近年、「お墓じまい」や「自然葬」の一環として、既存の墓地から遺骨を取り出し、海へ還す「海洋散骨」が選ばれるケースが増えています。
そこで気になるのが、「改葬許可は必要なのか?」という点。
本記事では、海洋散骨における改葬許可申請の必要性や手続き方法について、丁寧に解説します。
◎この記事でわかること◎
- 改葬とは?
- 海洋散骨でも改葬許可が必要になるケースとは?
- 改葬許可申請の流れと必要書類
- 注意点とトラブル回避のポイント
- 実際にあったご相談事例
「改葬」とは?基本的な定義を知っておこう

改葬(かいそう)とは、墓地・納骨堂などに埋葬(収蔵)されている遺骨を、別の場所に移すことを指します。
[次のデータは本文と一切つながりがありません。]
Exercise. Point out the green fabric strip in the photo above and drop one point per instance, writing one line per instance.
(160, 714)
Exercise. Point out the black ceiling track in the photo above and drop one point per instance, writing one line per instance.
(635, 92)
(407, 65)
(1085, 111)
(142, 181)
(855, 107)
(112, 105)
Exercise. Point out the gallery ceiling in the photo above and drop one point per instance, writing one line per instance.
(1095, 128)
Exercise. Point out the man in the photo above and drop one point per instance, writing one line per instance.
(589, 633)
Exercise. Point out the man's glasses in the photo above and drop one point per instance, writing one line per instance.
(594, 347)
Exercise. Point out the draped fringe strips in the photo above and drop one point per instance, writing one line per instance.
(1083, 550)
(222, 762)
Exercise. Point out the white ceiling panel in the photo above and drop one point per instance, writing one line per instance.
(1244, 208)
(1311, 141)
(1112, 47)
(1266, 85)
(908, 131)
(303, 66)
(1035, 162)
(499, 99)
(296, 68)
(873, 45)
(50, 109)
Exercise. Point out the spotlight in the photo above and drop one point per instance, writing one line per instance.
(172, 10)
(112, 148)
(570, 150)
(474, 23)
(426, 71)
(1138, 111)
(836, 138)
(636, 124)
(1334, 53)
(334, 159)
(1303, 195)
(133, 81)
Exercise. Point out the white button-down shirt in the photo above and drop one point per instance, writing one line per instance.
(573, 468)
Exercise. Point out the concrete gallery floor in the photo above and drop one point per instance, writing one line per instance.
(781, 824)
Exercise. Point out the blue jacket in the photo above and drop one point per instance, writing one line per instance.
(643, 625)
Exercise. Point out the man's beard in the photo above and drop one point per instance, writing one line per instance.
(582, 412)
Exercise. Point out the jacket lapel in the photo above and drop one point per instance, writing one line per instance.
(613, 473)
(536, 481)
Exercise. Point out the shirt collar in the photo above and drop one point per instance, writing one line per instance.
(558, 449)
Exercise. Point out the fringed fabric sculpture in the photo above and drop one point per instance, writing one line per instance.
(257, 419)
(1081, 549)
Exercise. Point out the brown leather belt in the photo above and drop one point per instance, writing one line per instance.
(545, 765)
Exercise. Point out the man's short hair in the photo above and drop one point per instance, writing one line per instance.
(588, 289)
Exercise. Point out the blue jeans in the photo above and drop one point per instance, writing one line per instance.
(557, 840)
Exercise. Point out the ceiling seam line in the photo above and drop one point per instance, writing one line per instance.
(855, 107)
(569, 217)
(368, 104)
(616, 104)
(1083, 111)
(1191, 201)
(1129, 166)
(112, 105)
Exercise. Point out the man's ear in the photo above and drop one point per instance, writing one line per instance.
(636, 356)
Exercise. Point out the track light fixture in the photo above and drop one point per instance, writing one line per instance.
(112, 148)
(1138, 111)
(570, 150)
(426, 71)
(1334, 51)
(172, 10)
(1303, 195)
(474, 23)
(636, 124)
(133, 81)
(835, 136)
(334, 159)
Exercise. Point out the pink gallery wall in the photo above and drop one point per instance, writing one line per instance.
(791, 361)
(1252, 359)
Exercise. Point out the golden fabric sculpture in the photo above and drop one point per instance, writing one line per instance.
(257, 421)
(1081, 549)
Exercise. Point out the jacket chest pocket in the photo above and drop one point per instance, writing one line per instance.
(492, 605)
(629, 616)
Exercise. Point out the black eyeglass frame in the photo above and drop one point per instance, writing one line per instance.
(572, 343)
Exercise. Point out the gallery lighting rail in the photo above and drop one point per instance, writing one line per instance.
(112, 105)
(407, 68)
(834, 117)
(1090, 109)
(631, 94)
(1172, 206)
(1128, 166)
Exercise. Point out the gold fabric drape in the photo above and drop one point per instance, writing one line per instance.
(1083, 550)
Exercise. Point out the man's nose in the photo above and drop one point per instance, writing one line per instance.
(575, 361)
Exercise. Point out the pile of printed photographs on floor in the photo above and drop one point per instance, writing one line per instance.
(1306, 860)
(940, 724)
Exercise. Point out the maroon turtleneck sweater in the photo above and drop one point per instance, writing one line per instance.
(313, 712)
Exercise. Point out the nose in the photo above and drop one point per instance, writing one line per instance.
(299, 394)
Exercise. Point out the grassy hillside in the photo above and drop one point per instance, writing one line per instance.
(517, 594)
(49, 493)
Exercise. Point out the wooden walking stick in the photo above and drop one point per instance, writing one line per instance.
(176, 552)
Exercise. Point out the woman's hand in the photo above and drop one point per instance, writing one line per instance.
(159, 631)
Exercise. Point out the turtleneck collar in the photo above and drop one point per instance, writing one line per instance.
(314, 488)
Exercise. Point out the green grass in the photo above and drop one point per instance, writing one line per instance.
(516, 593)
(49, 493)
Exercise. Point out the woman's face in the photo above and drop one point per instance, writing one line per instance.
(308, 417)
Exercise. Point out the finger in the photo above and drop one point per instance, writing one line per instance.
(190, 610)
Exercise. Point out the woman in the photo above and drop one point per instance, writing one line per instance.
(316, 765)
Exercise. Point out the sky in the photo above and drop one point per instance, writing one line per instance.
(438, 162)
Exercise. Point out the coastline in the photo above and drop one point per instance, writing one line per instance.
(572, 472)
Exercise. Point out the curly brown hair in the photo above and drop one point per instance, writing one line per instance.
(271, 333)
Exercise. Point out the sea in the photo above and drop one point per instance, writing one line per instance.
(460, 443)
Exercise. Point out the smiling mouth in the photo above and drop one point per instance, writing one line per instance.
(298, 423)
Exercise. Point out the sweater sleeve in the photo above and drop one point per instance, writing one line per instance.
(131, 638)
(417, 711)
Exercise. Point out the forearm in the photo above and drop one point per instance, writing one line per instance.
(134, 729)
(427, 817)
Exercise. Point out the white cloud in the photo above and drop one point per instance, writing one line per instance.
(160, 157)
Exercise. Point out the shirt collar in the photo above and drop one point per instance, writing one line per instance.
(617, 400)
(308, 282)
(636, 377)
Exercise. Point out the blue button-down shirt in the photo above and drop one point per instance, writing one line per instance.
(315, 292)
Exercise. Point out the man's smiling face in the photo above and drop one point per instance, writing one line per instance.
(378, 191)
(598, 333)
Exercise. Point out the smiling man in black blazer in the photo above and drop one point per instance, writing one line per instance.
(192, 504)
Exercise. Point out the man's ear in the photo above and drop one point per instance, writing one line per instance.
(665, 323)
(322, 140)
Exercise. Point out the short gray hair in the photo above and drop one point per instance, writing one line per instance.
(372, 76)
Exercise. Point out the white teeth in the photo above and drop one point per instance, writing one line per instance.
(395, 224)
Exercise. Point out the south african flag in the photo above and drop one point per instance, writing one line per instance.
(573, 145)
法的には「墓地、埋葬等に関する法律(第2条・第5条)」に基づき、埋葬された遺骨を他へ移す場合は「改葬許可証」が必要です。
海洋散骨でも改葬許可が必要になるケースとは?
改葬許可が「必要」な場合
次のようなケースでは、改葬許可の申請が必要です。
墓地や納骨堂に埋葬(または収蔵)されていた遺骨を散骨する場合
菩提寺の管理する墓から遺骨を取り出す場合
公営・民間霊園の永代供養墓から取り出す場合
この場合、現在遺骨がある墓地の管理者に申請し、「改葬許可証」を役所で発行してもらう必要があります。
改葬許可が「不要」な場合
自宅に安置している遺骨を散骨する場合(未埋葬であれば改葬扱いになりません)
火葬後に納骨していなかった遺骨を散骨する場合
改葬許可申請の流れと必要書類

申請先
現在遺骨が埋葬されている墓地の所在地を管轄する市区町村役場
必要書類(例)
書類名 | 内容 |
---|---|
改葬許可申請書 | 遺骨1体ごとに1枚提出 |
現墓地の管理者の埋葬証明書 | 埋葬済であることの証明 |
受入証明書(通常は必要だが…) | ※海洋散骨は「墓地」ではないため、原則不要 |
※受入先が「墓地」ではないため、受入証明書が不要になるケースが多く、自治体によって対応が異なります。
注意点とトラブル回避のポイント
自治体によって判断が異なる
海洋散骨は法律上「墓地」ではないため、受入証明書が不要とされる自治体もあれば、書面を求められる自治体もあります。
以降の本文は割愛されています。